The Consumer Financial Protection Bureau warned lenders of the requirement to provide specific and accurate reasons when denying credit to a consumer, reiterating the agency’s skepticism of artificial intelligence and advanced algorithms in underwriting decisions.
On Tuesday, the CFPB issued guidance on the use of artificial intelligence in underwriting and the explanations given to consumers who are denied credit. The bureau said that creditors are relying inappropriately on a checklist of reasons provided by the CFPB in sample forms. The bureau said that creditors instead must provide specific reasons and details to explain why a consumer is denied credit or why a credit limit was changed.
“Creditors must be able to specifically explain their reasons for denial.
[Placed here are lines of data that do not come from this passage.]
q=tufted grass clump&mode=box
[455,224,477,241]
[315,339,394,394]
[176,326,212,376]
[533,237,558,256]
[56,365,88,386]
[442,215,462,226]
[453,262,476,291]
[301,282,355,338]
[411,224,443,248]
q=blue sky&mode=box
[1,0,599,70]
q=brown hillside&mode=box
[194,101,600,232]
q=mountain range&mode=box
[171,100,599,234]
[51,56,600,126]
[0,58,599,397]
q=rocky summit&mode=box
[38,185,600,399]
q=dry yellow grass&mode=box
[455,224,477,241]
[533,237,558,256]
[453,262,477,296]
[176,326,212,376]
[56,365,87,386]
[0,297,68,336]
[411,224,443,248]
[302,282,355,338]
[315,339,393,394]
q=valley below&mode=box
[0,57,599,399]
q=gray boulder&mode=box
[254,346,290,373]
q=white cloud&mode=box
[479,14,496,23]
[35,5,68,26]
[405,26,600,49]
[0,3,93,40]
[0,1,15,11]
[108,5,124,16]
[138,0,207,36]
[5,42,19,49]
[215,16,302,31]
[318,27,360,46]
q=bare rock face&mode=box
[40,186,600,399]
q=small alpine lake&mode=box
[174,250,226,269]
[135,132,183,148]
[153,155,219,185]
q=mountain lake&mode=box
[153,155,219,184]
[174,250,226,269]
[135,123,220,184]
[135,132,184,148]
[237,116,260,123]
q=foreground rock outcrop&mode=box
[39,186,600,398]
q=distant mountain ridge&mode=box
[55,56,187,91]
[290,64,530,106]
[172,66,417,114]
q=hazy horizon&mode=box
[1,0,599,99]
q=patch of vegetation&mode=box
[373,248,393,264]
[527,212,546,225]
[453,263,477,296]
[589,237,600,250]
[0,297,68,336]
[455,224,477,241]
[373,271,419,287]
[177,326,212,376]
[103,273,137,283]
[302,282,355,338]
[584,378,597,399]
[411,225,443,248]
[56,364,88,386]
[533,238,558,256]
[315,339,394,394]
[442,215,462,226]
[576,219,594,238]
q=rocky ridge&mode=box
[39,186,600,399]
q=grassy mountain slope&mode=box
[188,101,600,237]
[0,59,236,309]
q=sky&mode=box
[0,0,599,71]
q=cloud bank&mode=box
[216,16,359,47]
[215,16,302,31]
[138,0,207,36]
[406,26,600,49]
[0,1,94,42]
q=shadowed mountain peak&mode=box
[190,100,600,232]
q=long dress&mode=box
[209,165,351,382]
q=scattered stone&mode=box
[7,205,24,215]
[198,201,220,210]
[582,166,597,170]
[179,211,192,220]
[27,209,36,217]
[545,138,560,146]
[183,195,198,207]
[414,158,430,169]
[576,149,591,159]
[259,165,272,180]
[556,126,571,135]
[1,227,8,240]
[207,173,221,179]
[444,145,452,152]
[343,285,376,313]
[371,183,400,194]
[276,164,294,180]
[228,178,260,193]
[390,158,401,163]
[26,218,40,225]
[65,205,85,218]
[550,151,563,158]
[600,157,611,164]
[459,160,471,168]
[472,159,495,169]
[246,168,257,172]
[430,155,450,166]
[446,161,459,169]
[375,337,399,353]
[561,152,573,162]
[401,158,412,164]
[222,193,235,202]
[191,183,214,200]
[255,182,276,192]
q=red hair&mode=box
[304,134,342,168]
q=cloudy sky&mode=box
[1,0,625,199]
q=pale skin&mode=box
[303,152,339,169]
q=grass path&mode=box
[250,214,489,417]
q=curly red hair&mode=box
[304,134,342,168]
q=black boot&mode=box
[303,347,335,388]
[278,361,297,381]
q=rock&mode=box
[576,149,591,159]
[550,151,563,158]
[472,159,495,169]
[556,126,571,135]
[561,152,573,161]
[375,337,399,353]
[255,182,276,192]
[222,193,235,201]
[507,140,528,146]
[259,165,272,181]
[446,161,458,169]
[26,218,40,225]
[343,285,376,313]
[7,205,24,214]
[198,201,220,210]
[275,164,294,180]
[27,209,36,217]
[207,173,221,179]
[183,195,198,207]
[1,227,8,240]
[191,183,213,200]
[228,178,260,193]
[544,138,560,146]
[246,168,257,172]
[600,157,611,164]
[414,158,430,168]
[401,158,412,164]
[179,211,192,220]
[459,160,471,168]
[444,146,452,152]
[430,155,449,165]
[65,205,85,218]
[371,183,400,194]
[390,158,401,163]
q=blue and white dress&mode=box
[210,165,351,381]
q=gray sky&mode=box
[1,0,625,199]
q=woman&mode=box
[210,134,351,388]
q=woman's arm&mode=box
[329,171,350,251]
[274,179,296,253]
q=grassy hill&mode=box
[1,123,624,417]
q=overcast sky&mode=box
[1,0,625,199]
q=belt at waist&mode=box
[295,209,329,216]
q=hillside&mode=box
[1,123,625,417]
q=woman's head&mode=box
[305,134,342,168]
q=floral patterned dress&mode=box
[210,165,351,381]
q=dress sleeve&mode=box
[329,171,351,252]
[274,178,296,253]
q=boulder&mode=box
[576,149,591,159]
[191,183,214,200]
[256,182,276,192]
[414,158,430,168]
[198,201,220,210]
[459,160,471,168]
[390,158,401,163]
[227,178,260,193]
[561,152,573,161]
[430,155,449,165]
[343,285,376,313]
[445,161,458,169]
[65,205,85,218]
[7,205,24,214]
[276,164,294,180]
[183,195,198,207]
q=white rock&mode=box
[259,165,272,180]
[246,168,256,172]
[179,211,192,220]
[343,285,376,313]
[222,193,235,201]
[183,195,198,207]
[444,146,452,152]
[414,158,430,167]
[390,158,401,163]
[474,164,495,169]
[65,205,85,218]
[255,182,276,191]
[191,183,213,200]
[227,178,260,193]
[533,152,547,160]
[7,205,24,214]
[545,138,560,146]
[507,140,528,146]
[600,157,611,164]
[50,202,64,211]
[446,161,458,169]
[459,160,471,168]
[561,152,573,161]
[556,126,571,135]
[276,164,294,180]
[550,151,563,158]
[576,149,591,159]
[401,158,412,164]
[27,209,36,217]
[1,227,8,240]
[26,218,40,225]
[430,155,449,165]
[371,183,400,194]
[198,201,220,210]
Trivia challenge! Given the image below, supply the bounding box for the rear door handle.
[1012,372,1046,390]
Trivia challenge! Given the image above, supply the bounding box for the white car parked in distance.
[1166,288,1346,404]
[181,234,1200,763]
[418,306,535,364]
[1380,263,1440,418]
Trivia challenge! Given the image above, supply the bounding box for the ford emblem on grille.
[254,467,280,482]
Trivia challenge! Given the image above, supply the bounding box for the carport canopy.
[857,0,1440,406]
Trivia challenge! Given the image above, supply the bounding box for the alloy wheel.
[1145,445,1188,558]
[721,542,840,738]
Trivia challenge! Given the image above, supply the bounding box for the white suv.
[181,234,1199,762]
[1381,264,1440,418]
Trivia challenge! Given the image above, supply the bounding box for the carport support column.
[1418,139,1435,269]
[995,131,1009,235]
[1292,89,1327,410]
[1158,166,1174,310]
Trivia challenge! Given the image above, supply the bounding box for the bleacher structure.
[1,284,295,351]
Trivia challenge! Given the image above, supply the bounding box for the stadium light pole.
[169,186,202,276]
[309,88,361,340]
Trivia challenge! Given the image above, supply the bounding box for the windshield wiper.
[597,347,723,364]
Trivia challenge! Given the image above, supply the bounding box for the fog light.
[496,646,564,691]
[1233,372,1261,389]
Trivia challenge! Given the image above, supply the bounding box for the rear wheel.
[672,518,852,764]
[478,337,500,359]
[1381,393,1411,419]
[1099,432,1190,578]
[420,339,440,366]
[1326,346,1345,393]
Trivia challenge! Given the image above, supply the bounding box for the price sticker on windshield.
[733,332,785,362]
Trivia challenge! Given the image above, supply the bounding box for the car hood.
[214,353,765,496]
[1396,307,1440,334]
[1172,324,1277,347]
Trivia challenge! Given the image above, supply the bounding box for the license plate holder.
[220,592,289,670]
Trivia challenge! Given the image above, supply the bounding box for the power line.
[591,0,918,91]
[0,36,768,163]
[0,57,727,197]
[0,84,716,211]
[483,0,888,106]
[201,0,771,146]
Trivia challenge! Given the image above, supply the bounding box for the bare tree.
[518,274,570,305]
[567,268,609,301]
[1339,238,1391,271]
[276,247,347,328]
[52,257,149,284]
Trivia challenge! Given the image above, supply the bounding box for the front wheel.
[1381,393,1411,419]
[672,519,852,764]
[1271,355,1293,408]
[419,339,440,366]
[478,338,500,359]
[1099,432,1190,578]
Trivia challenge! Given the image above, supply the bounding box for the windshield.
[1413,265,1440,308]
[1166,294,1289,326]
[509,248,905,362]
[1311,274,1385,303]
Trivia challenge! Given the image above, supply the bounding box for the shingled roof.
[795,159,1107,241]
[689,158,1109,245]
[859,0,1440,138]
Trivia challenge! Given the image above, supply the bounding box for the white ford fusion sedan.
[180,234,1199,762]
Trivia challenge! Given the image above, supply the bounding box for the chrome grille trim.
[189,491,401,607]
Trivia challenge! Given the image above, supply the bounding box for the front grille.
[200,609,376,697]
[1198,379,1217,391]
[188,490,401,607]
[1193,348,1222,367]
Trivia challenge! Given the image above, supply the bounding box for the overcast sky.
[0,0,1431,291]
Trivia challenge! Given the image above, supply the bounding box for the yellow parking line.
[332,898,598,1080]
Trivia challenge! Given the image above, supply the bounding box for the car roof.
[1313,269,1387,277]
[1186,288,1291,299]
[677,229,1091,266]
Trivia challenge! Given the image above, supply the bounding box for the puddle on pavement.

There is no special exemption for artificial intelligence,” CFPB Director Rohit Chopra said in a press release. “Technology marketed as artificial intelligence is expanding the data used for lending decisions, and also growing the list of potential reasons for why credit is denied.”
The agency also warned lenders against using data harvested from consumer surveillance or data that is not typically found in a consumer’s credit file or credit application. The bureau said that consumers can be harmed by the use of surveillance data given that “some of these data may not intuitively relate to the likelihood that a consumer will repay a loan.”
Under the Equal Credit Opportunity Act, a landmark 1974 anti-discrimination statute, a creditor is required to provide an applicant with a reason for denying, revoking or changing the terms of an existing extension of credit. The explanation is known as an adverse action notice.
Credit applicants and borrowers receive adverse action notices when credit is denied, an existing account gets terminated or an account’s terms are changed. The notices discourage discrimination, and help applicants and borrowers understand the reasons behind a creditors’ decisions, the CFPB said. The CFPB said that a lender is not in compliance with ECOA if the reasons given to the consumer are “overly broad, vague, or otherwise fail to inform the applicant of the specific and principal reasons for an adverse action.”
The guidance serves as a warning to lenders that are using sample CFPB forms and a CFPB checklist of reasons for denying credit. The bureau said that creditors that select inaccurate reasons on a checklist are not in compliance with the law.
The CFPB’s guidance states that the specific reasons disclosed as to why a consumer is denied credit, or if there is a change in circumstances, must “relate to and accurately describe the factors actually considered or scored by a creditor.” Such “specificity” is necessary to ensure a consumer understands the explanation and the lender does not obfuscate the principal reasons for the change, the bureau said.
As an example, the CFPB said that if a creditor decides to lower the limit on a consumer’s credit line based on behavioral spending data, the creditor would need to provide more details about the specific negative behaviors that led to the reduction beyond checking a general reason such as the consumer’s “purchasing history.”
Last year the CFPB issued an advisory opinion that further clarified that lenders are required to provide the adverse action notices to borrowers with existing credit, to explain if an unfavorable decision was made against a borrower. At the time, the CFPB did not provide an analysis of how lenders that use complex algorithms can find ways to meet the adverse action requirements in ECOA. The current guidance attempts to bridge that gap.
The CFPB has taken a variety of regulatory actions related to AI in recent years, including telling landlords to notify prospective tenants when they are denied housing, and issuing a proposed rule with other federal agencies on automated valuation models. The bureau is working to ensure that black-box AI models do not lead to what it calls digital redlining in the mortgage market.